Notebooks and support code for the FOSS4G 2017 workshop "Analyzing large raster data in a Jupyter notebook with GeoPySpark on AWS"
FOSS4G 2017 Workshop: Analyzing large raster data in a Jupyter notebook with GeoPySpark on AWS

This repository has the following components:

  • ingest: Scala GeoTrellis code that was used to ingest the landsat, CDL and NLCD data used in the workshop, along with the Makefile to run the ingests on EMR.
  • emr: The Makefiles and code to work with the workshop clusters, including modifying and uploading the notebooks for the workshop.
  • exercises: Reference, Exercise and Solution notebooks that are run as part of the workshop.

Running an Workshop EMR cluster

To run this, you'll have need awscli installed, with the AWS_PROFILE account being able to interact with EMR through aws emr.
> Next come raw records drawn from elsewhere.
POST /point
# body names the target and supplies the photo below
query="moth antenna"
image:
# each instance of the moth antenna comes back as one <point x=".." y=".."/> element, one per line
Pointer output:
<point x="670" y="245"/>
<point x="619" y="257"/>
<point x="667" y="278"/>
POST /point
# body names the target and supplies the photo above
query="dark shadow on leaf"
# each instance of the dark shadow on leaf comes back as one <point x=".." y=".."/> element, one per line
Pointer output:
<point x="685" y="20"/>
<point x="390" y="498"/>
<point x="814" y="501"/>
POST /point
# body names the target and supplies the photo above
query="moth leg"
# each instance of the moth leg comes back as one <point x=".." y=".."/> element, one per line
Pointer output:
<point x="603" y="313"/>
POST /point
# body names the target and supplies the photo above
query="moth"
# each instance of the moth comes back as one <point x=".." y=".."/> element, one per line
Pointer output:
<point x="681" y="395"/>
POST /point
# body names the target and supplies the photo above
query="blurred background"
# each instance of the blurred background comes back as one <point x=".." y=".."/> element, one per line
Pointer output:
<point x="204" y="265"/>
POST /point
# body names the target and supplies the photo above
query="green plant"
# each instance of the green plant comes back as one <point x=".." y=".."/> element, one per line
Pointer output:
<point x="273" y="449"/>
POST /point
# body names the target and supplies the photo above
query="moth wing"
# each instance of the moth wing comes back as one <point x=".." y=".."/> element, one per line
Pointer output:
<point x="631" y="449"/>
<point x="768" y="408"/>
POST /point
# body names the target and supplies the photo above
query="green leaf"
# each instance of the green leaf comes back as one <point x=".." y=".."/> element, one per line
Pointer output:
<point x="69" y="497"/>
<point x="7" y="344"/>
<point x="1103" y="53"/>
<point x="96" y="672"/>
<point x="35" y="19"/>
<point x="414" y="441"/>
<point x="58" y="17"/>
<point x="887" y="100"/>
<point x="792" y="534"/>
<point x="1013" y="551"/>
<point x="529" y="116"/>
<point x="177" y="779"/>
Configure emr/, based on emr/

Create clusters

Run make create-clusters. This will create some number of clusters, the count of whic can be controlled by the CLUSTER_COUNT property in emr/

Copying Notebooks to your EMR cluster

Use the Makefile here for copying up the workshop notebooks.

# Copy the reference notebooks and exercies
make copy-references
# Copy the exercise 1 solution
make copy-exercise-1-solution
# Copy the exercise 2 solution
make copy-exercise-2-solution
# Copy the exercise 3 solution
make copy-exercise-3-solution

Other makefile commands

See emr/Makefile for other commands to temrinate the cluster, etc.